Jellyfish Use Novel Search Strategy
As computers become more human-like, researchers are finding evidence of computing-like behavior in the animal kingdom. A UK scientist discovered that certain species of jellyfish employ a supercomputing algorithm to locate food.
According to the new study, published in the Journal of the Royal Society Interface, the barrel jellyfish demonstrates movement patterns that are consistent with a type of supercomputing algorithm, called “fast simulated annealing,” described in the paper as “a powerful stochastic search algorithm for locating a global maximum that is hidden among many poorer local maxima in a large search space.”
In the mathematical world, this kind of algorithm is usually used in tandem with a powerful computer to find optimal solutions to complex problems in a relatively short time span. For the barrel jellyfish, the same strategy is used to locate the richest concentrations of plankton, its preferred food source. It also helps the species zero in on the olfactory trails emitted by more distant prey.
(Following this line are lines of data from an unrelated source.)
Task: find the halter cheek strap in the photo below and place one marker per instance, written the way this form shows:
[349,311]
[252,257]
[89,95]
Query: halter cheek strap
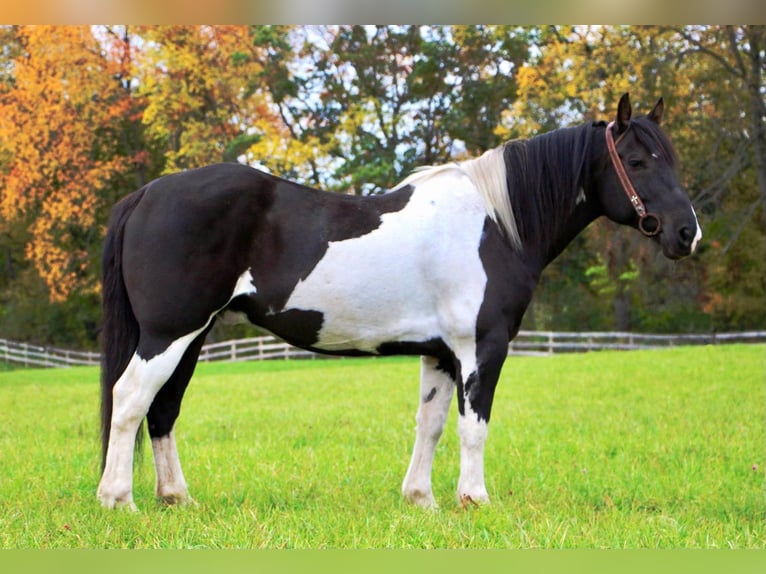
[627,186]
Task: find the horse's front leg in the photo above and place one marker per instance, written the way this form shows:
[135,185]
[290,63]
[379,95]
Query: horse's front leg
[476,390]
[436,389]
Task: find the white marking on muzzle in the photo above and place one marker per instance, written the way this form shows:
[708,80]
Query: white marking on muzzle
[698,235]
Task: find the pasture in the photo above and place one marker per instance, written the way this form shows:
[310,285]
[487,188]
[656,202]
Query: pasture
[655,449]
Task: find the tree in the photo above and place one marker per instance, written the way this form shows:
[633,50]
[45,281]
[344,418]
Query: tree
[366,104]
[200,108]
[57,120]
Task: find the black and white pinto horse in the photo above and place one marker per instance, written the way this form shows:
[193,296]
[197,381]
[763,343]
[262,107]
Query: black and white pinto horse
[443,266]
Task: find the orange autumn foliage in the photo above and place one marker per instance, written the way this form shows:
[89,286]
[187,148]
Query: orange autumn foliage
[57,121]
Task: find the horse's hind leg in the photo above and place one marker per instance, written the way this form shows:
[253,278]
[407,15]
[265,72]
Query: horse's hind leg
[132,396]
[436,390]
[171,486]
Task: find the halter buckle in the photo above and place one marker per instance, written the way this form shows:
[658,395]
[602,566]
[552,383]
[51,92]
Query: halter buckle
[657,227]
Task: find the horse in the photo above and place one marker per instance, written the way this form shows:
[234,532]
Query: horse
[443,266]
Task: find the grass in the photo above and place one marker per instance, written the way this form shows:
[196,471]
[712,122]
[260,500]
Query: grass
[657,449]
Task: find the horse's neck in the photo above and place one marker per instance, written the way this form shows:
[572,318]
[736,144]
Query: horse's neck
[583,214]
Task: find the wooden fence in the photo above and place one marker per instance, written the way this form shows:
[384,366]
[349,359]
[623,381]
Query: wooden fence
[268,347]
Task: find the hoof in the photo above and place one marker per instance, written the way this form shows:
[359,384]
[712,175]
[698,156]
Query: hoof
[420,498]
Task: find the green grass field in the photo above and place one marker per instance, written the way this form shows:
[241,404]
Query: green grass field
[656,449]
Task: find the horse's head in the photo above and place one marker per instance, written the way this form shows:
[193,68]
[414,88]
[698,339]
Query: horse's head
[637,183]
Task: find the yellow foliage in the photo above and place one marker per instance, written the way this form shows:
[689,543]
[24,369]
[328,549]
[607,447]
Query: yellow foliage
[48,122]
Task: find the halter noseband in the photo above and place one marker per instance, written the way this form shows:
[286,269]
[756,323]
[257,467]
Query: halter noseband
[627,186]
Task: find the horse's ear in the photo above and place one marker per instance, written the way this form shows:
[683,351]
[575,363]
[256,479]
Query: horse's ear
[623,113]
[656,114]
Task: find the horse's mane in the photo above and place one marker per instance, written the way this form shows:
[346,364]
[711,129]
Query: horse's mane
[544,177]
[529,186]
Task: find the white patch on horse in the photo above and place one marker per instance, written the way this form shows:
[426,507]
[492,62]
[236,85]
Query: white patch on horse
[244,285]
[698,234]
[488,174]
[436,390]
[473,436]
[171,485]
[133,394]
[418,276]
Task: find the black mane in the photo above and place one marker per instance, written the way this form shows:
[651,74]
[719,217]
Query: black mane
[544,176]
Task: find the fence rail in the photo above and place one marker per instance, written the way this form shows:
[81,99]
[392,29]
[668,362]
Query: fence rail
[269,348]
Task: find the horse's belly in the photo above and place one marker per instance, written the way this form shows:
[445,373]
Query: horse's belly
[404,282]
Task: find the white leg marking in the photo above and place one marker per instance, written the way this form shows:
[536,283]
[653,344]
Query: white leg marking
[698,235]
[171,486]
[436,390]
[132,396]
[473,436]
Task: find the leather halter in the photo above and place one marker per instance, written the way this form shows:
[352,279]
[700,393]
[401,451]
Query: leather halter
[627,186]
Such a sophisticated search strategy has never been observed before in nature, according to the study’s lead author Andy Reynolds, a scientist at Rothamsted Research, an agricultural research center in the UK. However, less complex mathematical patterns have been identified, the most common being the “Lévy walk” – named after French mathematician Paul Lévy, best known for his role in advancing probability theory.
Reynolds described the distinction in an interview with LiveScience. “A Lévy walk is random walk in which frequently occurring small steps are interspersed with more rarely occurring longer steps, which in turn are interspersed with even rarer, even longer steps and so on,” he said.
Species that rely on Lévy walks to find prey include sharks, penguins, honeybees, ants, turtles and even human hunter-gatherers.
Instead of using a consistent Lévy walk approach, barrel jellyfish also employ a bouncing technique to locate prey. These large jellies ride the currents to a new depth in search of food. If a meal is not located in the new location, the creature rides the currents back to its original location.
“In the presence of convective currents, it could become energetically favourable to search the water column by riding the convective currents,” Reynolds observes.
Another conclusion of the author is that the family of Lévy walkers is much larger than previously thought, extending to “spores, pollens, seeds and minute wingless arthropods that on warm days disperse passively within the atmospheric boundary layer.”
There is a reason why the jellyfish benefits from this optimized search algorithm, and that is because it requires a lot of plankton to become satiated.
Reynolds explains: “A Lévy search is highly effective in finding the next meal, when any meal will do. Fast simulated annealing, on the other hand, takes the forager to the best possible meal. This is what makes jellyfish special — they are very discerning diners, unlike bony fish, penguins, turtles and sharks, which are just looking for any meal.”